Daniel Ricciardo powróci do F1 w 2024 roku? „Nie czuję się całkowicie skończony”

Daniel Ricciardo wypowiedział się na temat swoich szans na powrót do Formuły 1 po utracie jazdy w McLarenie. Australijczyk zwierzył się, że „nadal ma zapał” i planuje powrót w 2024 roku.

opublikowany 01/12/2022 à 11:41

Doriana Grangiera

0 Zobacz komentarze)

Daniel Ricciardo powróci do F1 w 2024 roku? „Nie czuję się całkowicie skończony”

Daniel Ricciardo chce wrócić na starcie w 2024 roku © Antonin Vincent / DPPI

Czy Grand Prix Abu Zabi było pożegnaniem, czy zwykłym pożegnaniem? Daniel Ricciardo ? Australijczyk przeżył swój ostatni wyścig z McLaren na torze Yas Marina pod koniec listopada i obecnie nie ma miejsca na sezon 2023 w związku z wygaśnięciem kontraktu z brytyjskim zespołem. Od tego czasu były kierowca Red Bulla powrócił do zespołu, podpisując kontrakt na rolę trzeciego kierowcy w Milton Keynes. Sytuacja przejściowa w oczekiwaniu na lepszą okazję, aby pozostać na padokach i nie zostać zapomnianym.

Ricciardo ma „znowu ten płomień”

Dla podcastu Beyond the Grid, Daniel Ricciardo opowiedział o swojej nowej roli w Red Bullu i oczekiwaniach na nadchodzące lata. Zapytany o możliwość startu w swojej byłej drużynie Australijczyk zwierzył się, że awans w perspektywie średnioterminowej nie jest w planach. „Nic nie jest napisane. Nie powiedzą mi: „OK, jeśli naprawdę dobrze sobie poradzisz na symulatorze, awansujemy Cię na miejsce”.. Myślę jednak, że z czasem znajdę prawdziwą odpowiedź, czy taki jest mój cel powrotu do sieci w 2024 roku.”

Po dwóch pracowitych latach spędzonych w McLarenie, żeby nie powiedzieć katastrofalnych pomimo niespodziewanego zwycięstwa na Monzy w 2021 roku, Daniel Ricciardo potwierdza jednak, że nadal darzą go miłością do Formuła 1. „Dzisiaj nie czuję się całkowicie skończony. Myślę, że będę chciał wrócić na starcie, ale czas pokaże, filozof, ośmiokrotny zdobywca Grand Prix. To moja decyzja, czy chcę wrócić. Na pewno nadal jest ten płomień i dlatego nie zdecydowałem się całkowicie odejść, ponieważ chcę zobaczyć, co stanie się z tym płomieniem, czy pozostanie uśpiony, czy powróci ze zdwojoną siłą. »

„Nie sądzę, że Abu Zabi było moim ostatnim wyścigiem”

Daleko od hołdów składanych Sebastian Vettel w Yas Marina Daniel Ricciardo pozostał na miejscu, co uważał za zwykłe pożegnanie. „W Abu Zabi poczułem trochę więcej emocji, ale skłamałbym, gdybym powiedział, że w ten weekend czułem się jak Seb [Vettel]. przyznaje australijski pilot. Nie bardzo wierzę, że to mój ostatni wyścig. Ale oczywiście był taki element, że mi się podobało : 'Może to jest', więc spróbujmy się tym cieszyć i chłonąć to wszystko. »
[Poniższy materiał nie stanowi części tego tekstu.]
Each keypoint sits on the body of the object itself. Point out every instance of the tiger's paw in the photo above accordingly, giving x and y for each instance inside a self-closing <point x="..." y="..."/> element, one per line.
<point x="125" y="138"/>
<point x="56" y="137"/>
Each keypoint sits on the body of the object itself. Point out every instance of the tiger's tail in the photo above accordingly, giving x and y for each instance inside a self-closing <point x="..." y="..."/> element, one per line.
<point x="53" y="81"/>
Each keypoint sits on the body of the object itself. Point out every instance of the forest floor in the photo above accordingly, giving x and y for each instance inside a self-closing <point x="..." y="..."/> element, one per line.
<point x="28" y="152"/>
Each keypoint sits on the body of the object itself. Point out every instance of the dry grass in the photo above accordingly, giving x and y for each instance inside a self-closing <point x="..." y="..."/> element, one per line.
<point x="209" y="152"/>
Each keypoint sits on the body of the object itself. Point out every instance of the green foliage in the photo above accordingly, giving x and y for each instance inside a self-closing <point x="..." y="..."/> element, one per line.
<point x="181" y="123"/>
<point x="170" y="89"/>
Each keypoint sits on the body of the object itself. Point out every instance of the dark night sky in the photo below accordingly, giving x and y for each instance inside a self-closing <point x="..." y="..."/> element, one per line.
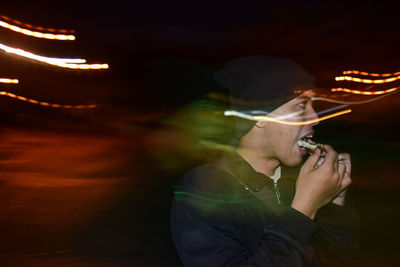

Czekając na spotkanie z Danielem Ricciardo na początku Grand Prix, „Miodożer” będzie ambasadorem Red Bulla w 2023 r., a na przyszły rok zaplanowano kilka demonstracji. W cieniu Max Verstappen i Sergio Pérez, Australijczyk będą musieli uzbroić się w cierpliwość…

CZYTAJ TAKŻE > McLaren wyznacza Piastriemu ambitne cele: „Spodziewam się, że rzuci wyzwanie Norrisowi”

Doriana Grangiera

Młody dziennikarz tęskniący za sportem motorowym z przeszłości. Wychowany na wyczynach Sébastiena Loeba i Fernando Alonso.